The controversy surrounding one of San Francisco's largest urban forests heated up last week during a public hearing at the Millberry Union Conference Center. Officials from UCSF faced an unusual backlash after revealing plans to cut down an number of Eucalyptus trees in an effort to revive Mount Sutro.
"Plant fascism" is the new phrase being used to describe the cutting efforts. Protestors said naturalists like John Muir and Aldo Leopold would not approve of the project.
"I just wish you would respect the forest as it is," protester Kevin King said. "Its density is one of its beauties."
King has visited Sutro Forest since he was a young child, the San Francisco Chronicle reports.
UCSF released a draft of the Mount Sutro Management Project last month. The eucalyptus trees in question, also known as Tasmanian Blue Gems, are considered by some to be invasive and disagreeable. The proposed project outlines UCSF's plan to cut as many as 60 percent of the existing trees from the reserve, in an effort to reduce wildfire risk and resort native plants to the area.
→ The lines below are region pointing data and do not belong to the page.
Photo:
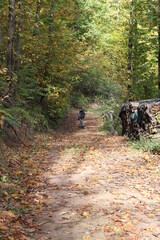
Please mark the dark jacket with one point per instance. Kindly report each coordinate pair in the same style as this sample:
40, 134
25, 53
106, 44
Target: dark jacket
81, 114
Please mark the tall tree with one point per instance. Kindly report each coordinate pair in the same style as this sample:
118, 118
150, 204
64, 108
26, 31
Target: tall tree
11, 55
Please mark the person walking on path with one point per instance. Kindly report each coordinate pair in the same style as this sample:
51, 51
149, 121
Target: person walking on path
81, 117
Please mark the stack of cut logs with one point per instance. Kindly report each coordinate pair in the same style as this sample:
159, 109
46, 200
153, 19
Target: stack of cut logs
140, 117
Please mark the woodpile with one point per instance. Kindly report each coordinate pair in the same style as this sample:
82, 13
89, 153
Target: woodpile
140, 117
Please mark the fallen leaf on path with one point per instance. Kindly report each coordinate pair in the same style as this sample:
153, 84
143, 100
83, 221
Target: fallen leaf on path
87, 238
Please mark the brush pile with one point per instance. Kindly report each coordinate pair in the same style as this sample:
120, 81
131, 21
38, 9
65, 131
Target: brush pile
140, 117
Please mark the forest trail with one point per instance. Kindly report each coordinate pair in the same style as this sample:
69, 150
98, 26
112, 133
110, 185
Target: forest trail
98, 188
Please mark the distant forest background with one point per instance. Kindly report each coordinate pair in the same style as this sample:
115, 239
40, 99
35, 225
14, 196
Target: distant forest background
64, 53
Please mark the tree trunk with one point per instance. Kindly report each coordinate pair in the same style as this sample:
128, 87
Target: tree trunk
159, 46
19, 40
52, 18
118, 10
1, 37
130, 46
11, 57
36, 24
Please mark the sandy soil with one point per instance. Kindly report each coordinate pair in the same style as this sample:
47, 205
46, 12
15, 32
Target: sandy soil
98, 188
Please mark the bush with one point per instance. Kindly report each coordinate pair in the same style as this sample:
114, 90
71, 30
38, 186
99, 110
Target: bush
145, 144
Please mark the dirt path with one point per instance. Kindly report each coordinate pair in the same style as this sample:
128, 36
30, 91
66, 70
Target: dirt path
98, 188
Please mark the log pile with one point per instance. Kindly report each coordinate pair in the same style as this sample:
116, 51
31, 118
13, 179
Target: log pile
140, 117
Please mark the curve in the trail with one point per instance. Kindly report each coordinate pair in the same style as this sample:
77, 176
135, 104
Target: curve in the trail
98, 188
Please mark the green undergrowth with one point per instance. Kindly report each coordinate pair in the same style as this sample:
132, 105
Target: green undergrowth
146, 144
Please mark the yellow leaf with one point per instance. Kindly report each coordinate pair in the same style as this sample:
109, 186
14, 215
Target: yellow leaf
87, 238
85, 214
151, 215
127, 226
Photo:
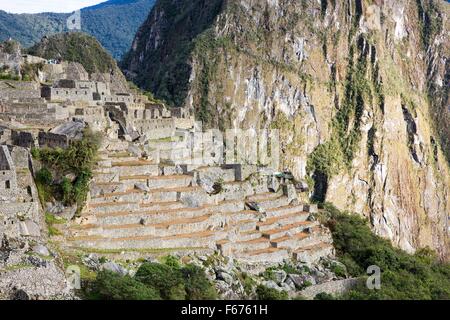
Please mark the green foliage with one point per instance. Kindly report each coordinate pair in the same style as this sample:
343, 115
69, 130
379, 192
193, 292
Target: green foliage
44, 176
168, 281
166, 68
265, 293
51, 220
111, 286
30, 71
99, 21
76, 47
197, 285
155, 281
324, 296
327, 158
78, 160
404, 276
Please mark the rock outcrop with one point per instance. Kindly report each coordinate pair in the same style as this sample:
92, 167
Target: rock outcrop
358, 90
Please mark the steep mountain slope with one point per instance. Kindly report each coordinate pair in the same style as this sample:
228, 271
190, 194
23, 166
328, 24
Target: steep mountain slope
358, 89
86, 50
113, 23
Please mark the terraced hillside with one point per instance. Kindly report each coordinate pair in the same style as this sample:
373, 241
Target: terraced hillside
138, 205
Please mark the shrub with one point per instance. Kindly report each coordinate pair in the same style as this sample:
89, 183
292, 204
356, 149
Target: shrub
44, 176
404, 276
112, 286
265, 293
197, 285
167, 280
78, 159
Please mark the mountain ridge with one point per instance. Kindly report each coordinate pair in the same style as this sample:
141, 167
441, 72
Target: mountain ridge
28, 29
348, 84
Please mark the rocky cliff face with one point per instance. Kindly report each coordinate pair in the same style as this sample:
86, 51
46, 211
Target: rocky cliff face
358, 89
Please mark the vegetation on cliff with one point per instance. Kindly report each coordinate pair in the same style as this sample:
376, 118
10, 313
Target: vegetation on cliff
153, 281
403, 276
66, 173
165, 70
113, 23
76, 47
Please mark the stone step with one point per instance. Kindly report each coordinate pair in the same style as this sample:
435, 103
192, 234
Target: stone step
159, 182
268, 255
249, 235
288, 229
293, 241
133, 195
133, 168
163, 205
105, 177
283, 210
105, 207
263, 196
244, 215
280, 221
100, 188
171, 228
204, 239
115, 231
313, 253
166, 215
246, 226
272, 204
246, 245
150, 216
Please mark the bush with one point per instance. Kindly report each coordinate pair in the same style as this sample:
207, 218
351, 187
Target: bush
404, 276
168, 281
197, 285
78, 159
111, 286
44, 176
154, 281
265, 293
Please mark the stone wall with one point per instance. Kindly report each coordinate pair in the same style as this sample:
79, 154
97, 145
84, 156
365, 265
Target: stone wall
22, 139
52, 140
10, 90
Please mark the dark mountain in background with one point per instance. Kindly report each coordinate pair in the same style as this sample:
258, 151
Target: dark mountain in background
114, 23
357, 89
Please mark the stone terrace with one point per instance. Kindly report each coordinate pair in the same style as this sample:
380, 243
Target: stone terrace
138, 205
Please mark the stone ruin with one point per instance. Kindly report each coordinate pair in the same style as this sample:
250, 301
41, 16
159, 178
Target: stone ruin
147, 192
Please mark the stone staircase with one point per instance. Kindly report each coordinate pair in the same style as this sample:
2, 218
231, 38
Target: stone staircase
136, 204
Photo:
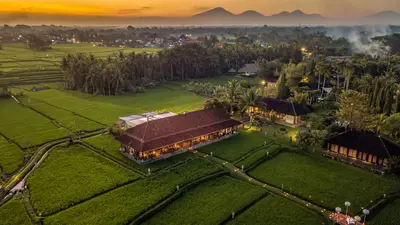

"We are developing a management plan to keep the forest beautiful, accessible to the community, healthy as a forest and safe for our community and for our neighbors' homes," UCSF director of community relations Barbara Bagot-López told the San Francisco Chronicle.
Protestors take issue with the elimination of the trees and the proposed use of herbicide. The organization Save Mount Sutro Forest released a petition urging the Board of Regents of the University of California and the Chancellor of UCSF not to approve the project. It currently has over 2,000 signatures.